Het vliegtuig uit Visby landde op Bromma met een kleine vertraging vanwege ijs op de vleugels, dat eerst verwijderd had moeten worden. Knutas nam een taxi rechtstreeks naar de anorexiakliniek. Het was een grijze, bewolkte ochtend en het was bijtend koud. Er stond een ijzige noordenwind. Hij liep snel door de deuren van de ingang en wist na een wat verdwaald heen en weer lopen de kliniek te vinden, die zich in een heel ander gedeelte van het gigantische ziekenhuiscomplex bevond. In de lift schoot hem te binnen dat hij eerst had moeten bellen. Maar ach, wat ook, hij was hier nu.

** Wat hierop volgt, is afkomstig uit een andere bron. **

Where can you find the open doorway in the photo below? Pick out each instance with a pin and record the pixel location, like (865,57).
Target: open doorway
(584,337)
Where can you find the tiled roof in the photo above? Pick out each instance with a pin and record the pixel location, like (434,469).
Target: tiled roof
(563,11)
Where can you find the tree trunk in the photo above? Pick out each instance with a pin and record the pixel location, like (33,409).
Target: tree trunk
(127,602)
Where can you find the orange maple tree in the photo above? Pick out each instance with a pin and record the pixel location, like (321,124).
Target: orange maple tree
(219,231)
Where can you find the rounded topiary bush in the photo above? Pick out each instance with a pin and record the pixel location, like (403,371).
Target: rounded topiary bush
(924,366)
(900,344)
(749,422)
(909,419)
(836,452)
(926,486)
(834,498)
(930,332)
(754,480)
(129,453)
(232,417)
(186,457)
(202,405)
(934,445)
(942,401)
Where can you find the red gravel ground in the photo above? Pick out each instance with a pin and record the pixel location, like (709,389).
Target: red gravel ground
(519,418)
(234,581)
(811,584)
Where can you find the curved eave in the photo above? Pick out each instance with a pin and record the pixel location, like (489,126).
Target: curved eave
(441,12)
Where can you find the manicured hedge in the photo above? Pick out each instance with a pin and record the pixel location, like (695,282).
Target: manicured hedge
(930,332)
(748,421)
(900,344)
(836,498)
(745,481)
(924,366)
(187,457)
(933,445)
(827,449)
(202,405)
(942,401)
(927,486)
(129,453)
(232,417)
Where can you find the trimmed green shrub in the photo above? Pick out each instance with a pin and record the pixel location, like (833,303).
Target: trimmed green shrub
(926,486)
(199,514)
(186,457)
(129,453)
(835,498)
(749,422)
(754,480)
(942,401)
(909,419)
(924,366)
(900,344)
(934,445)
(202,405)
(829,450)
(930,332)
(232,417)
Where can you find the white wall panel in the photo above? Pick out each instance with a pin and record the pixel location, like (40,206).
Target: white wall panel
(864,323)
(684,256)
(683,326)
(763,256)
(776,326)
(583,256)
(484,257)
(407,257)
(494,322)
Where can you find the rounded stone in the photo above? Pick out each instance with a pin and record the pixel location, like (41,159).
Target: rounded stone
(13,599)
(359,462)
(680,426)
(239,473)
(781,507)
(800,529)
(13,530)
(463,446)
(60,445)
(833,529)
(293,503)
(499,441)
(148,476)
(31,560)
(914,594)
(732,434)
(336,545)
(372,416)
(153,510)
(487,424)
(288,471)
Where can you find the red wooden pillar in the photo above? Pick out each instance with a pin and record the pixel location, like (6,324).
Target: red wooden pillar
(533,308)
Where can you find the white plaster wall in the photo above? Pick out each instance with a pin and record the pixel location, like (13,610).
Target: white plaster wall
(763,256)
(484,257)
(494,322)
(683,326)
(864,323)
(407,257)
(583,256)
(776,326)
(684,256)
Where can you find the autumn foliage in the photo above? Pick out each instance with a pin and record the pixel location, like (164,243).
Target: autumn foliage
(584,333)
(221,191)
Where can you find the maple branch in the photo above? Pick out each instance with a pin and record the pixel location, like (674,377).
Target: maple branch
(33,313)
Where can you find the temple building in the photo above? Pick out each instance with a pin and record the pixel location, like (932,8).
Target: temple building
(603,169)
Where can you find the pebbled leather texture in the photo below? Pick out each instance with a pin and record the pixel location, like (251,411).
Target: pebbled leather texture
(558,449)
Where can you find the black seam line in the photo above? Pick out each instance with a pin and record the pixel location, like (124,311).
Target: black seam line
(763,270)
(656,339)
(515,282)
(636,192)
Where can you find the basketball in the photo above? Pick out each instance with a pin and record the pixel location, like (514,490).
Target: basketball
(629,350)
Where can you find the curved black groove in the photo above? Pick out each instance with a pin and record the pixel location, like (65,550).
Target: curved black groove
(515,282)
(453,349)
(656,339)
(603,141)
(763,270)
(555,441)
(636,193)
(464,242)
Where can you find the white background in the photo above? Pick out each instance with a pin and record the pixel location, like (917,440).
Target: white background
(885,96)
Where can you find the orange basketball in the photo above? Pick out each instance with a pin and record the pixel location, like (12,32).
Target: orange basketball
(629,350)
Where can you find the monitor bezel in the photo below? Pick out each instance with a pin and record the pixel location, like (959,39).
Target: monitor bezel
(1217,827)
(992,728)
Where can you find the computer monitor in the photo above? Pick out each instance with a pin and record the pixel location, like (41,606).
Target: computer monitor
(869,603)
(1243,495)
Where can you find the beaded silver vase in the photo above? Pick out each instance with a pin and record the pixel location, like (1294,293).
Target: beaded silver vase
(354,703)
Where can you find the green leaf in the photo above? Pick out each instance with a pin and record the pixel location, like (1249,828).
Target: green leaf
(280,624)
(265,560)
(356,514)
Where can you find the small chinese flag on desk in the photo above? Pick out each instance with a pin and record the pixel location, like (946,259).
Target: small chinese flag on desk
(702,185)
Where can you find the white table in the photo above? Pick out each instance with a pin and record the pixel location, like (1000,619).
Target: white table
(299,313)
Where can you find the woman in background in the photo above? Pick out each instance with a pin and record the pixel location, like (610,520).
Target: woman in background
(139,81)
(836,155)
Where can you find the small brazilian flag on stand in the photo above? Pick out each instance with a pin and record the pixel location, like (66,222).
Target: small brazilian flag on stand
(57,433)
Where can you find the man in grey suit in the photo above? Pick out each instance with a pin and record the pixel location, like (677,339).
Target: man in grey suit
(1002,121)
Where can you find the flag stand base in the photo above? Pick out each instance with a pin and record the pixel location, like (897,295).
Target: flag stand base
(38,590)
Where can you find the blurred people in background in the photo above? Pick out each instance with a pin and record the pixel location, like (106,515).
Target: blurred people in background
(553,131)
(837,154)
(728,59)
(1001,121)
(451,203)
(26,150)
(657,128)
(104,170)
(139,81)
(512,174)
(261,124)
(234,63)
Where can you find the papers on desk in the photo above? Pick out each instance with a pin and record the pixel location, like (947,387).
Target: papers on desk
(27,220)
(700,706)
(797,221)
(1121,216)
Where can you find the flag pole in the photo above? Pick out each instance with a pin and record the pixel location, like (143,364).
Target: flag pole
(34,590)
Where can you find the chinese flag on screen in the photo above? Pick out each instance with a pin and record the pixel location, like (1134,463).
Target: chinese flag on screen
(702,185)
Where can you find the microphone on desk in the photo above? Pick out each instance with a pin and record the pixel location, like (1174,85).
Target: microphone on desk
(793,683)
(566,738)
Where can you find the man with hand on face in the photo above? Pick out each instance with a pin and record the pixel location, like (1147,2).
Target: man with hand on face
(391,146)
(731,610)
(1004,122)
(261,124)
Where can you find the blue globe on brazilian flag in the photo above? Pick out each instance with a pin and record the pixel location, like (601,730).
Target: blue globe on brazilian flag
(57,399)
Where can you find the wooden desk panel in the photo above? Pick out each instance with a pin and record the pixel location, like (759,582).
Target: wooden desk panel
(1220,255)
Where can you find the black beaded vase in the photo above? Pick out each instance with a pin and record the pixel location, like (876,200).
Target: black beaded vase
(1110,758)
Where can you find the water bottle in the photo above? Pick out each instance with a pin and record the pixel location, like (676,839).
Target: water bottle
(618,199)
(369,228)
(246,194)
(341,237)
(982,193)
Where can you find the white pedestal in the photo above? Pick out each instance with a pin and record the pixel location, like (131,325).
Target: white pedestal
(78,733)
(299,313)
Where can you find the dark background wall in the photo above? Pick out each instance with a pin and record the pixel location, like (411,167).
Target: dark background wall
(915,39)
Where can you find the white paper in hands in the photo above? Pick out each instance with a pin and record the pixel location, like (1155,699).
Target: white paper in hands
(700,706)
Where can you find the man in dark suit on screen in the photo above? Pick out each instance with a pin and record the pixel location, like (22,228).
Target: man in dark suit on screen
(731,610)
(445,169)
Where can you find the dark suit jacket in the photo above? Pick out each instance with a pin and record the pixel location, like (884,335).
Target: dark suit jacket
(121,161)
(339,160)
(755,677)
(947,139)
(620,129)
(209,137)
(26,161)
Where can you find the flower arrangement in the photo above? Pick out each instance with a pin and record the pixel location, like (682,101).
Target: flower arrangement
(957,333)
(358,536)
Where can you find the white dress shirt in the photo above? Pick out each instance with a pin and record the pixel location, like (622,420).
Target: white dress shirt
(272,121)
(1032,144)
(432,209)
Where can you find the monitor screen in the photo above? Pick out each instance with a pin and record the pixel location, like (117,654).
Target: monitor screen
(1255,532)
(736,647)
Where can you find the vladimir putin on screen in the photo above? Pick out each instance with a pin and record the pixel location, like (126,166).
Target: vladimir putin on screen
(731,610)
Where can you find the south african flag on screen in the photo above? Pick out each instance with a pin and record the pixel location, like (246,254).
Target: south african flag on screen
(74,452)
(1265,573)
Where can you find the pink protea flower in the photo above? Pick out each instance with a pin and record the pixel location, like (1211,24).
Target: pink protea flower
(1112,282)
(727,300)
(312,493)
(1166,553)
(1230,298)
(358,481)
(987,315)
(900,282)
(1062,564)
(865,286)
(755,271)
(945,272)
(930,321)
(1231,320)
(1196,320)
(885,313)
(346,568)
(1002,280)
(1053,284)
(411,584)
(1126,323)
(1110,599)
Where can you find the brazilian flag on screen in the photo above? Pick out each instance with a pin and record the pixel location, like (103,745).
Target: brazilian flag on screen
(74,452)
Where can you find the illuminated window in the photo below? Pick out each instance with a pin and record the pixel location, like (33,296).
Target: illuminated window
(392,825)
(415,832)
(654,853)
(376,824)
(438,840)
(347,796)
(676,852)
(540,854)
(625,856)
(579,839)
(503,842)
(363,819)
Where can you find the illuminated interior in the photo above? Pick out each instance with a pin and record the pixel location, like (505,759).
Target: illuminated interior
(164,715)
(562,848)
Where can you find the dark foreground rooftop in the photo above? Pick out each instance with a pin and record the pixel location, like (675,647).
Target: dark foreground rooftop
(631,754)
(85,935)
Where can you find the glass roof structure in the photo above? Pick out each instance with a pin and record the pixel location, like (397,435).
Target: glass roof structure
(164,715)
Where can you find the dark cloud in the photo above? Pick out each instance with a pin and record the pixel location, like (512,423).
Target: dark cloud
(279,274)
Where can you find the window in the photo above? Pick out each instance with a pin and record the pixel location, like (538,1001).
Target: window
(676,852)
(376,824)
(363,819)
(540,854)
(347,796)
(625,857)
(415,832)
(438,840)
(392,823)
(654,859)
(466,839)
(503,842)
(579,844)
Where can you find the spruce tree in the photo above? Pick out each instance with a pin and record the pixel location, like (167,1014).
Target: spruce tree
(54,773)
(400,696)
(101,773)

Toen hij de afdeling naderde, werd hij tegengehouden door een glazen deur. Bij de deur zat een bel, hij drukte erop. Een vrouw keek wie er had aangebeld en blijkbaar werd hij goedgekeurd. Een zacht zoemen, toen kon hij de deur openen.
De vrouw kwam onmiddellijk op hem af lopen en stelde zich voor als afdelingshoofd Vanja Forsman. Haar blik was onrustig en Knutas toonde snel zijn politielegitimatie.
‘Dag, ik ben Anders Knutas van de politie in Visby. Het gaat om een persoon die bij jullie is opgenomen, Agnes Karlström.’
Vanja Forsman zag eruit alsof ze elk moment kon flauwvallen.
‘Agnes,’ herhaalde ze met een zwakke stem. ‘Dat de politie nu al… Heeft iemand gebeld? Politie in Visby?’
Ze boog naar voren en bekeek de legitimatie nog eens goed.
Knutas bleef staan en keek de vrouw niet-begrijpend aan.
‘Sorry, maar nu begrijp ik het niet goed. Ik weet dat ik had moeten bellen, maar het had nogal haast. Ik zou werkelijk heel graag onmiddellijk met Agnes willen praten als dat mogelijk is. Het gaat om een moordonderzoek.’
Vanja Forsman trok wit weg.
‘Een moordonderzoek? U wilt met Agnes praten… over een moordonderzoek?’
‘Ja, dat klopt,’ zei Knutas, opgelucht dat hij eindelijk begrepen was.
‘Maar dat gaat niet. Dat is in feite volstrekt onmogelijk.’
‘Onmogelijk?’
De onderlip van de vrouw begon te trillen.
‘We hebben net iedereen gewekt. We hadden afgesproken dat we iedereen die vannacht was opgebleven om het vuurwerk te zien, vandaag wat later zouden wekken. En Agnes… Agnes is er niet meer. Nog maar tien minuten geleden hebben we haar in bed gevonden. Dood.’